ST. LOUIS (AP) — A man and his former wife, who prosecutors say were involved in several arson fires at their homes to defraud insurers, were accused in a federal indictment Monday of intentionally setting a blaze in suburban St. Louis that killed their 15-year-old son.
Steven Henry Kemper, 53, and Sandra Kay Bryant, 55, face charges of aiding and abetting the use of fire to commit mail fraud. Bryant is also charged with using fire to commit mail fraud. Both could receive up to life in prison if convicted.
Neither Kemper nor Bryant had a listed phone number, and the indictment did not list attorneys for them. It wasn't immediately clear if they were jailed.
Prosecutors allege that the two were involved in several schemes to defraud insurance companies from 1996 through 2002. That fraud, U.S. Attorney Richard Callahan said, included three arson fires at homes where the family lived — in 1997, 1999 and the 2001 fire in Florissant that killed their son, Zach.
The indictment alleges that the fire started early on Nov. 16, 2001, with hairspray used to ignite the fire in a utility room trash can. It contends the couple knew their son was asleep in a basement bedroom when the fire began.
Bryant, Kemper and two other adults got out, but Zach Kemper was found dead by rescuers next to a bed in the basement, just feet from a fire extinguisher.
St. Louis County prosecutors charged Bryant with arson and first-degree murder in 2002, but a judge declared a mistrial after ruling that he had mistakenly allowed jurors to hear evidence of a polygraph test. The Missouri Supreme Court ruled in 2006 that because the mistrial was declared over the defense's objection, state prosecutors could not retry Bryant because doing so would violate the U.S. Constitution's "double jeopardy" provision.
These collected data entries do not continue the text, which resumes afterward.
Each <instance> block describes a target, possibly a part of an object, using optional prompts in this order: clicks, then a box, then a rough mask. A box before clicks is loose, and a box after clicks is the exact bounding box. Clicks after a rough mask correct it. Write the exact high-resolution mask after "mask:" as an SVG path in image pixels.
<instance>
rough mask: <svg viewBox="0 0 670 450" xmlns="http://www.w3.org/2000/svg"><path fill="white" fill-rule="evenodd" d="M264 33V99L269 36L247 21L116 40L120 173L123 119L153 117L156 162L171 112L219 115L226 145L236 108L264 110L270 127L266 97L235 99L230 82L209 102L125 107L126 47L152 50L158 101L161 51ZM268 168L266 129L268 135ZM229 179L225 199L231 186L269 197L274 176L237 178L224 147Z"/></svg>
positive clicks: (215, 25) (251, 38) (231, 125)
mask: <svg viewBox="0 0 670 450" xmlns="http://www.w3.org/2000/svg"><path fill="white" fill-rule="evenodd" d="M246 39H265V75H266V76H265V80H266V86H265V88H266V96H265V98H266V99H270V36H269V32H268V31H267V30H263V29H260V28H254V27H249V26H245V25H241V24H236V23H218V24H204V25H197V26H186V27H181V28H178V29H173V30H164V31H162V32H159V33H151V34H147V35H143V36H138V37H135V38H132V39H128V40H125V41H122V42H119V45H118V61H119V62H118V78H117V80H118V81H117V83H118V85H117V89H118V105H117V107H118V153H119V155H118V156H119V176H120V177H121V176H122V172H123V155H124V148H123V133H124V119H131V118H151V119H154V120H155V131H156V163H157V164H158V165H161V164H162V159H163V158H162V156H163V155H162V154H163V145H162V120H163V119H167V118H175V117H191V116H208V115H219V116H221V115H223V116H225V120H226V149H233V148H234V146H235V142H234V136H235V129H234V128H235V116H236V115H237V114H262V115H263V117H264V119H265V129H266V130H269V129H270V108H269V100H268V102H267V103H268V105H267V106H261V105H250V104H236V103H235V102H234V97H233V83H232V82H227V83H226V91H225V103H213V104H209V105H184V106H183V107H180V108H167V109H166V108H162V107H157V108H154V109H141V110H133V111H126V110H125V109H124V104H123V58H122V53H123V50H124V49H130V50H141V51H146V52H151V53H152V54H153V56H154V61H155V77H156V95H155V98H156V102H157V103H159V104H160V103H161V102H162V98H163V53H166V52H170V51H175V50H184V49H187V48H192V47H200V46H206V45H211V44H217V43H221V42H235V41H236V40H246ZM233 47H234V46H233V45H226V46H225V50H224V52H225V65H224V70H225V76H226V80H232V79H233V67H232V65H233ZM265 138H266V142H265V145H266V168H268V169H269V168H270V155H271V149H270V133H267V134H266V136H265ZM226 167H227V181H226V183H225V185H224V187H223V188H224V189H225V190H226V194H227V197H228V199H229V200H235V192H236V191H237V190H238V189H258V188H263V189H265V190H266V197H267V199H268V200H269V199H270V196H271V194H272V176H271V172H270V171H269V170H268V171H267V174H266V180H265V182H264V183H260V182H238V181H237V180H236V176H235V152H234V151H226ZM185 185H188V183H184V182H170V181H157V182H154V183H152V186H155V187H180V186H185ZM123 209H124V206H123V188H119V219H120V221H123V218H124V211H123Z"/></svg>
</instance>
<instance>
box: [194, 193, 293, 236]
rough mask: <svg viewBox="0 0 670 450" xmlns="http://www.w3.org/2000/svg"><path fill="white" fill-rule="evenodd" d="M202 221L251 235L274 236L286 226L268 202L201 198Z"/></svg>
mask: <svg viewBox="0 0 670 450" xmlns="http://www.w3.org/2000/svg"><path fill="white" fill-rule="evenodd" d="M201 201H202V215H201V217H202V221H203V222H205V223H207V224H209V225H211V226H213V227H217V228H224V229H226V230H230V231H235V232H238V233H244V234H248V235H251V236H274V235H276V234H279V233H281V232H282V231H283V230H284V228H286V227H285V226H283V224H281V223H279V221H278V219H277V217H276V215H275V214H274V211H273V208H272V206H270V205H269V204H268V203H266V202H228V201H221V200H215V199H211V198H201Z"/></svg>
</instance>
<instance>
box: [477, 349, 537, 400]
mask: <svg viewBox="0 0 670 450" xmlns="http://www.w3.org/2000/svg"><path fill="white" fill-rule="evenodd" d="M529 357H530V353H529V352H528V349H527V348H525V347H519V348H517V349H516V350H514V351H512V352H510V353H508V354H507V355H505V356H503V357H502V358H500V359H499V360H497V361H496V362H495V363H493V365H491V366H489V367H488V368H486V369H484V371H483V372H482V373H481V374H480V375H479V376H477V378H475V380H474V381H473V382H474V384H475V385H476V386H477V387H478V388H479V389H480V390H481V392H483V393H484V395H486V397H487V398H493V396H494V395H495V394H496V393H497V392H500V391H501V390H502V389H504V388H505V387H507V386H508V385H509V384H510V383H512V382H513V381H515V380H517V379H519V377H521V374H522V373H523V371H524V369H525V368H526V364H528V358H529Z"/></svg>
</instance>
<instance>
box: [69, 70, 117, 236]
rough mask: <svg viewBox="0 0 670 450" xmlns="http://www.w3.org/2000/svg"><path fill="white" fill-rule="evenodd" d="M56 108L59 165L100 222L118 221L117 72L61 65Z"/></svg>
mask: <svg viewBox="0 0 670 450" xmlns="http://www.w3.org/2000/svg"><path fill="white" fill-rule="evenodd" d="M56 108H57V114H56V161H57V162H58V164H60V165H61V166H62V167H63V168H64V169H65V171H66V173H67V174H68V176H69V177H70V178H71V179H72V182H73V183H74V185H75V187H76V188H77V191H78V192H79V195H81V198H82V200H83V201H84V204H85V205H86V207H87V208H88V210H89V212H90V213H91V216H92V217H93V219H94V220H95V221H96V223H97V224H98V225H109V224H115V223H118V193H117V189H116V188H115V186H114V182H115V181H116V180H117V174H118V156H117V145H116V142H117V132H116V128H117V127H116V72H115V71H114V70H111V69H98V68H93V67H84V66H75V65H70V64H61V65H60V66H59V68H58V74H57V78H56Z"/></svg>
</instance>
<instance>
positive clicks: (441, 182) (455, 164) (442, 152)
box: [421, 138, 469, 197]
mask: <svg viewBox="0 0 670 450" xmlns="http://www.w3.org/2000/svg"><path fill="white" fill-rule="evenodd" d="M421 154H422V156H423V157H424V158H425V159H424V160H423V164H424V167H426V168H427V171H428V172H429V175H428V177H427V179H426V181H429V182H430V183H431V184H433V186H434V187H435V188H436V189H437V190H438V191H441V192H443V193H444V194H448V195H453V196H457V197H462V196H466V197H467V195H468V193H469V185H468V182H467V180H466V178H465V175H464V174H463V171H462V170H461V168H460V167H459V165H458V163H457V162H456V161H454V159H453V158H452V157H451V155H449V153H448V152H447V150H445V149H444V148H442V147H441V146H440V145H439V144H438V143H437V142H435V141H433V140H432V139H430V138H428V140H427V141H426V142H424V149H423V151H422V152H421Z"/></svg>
Callahan said agents with the U.S. Bureau of Alcohol, Tobacco and Firearms never gave up on the case.
"Early this year there started to be some major progress in the investigation," Callahan said. He declined to speculate if federal murder charges were possible.
Kemper has not previously been charged with a crime related to the fire or his son's death.
The indictment alleges that "substantial" homeowners and life insurance payments were made to the couple after the Florissant fire amounting to well over $200,000.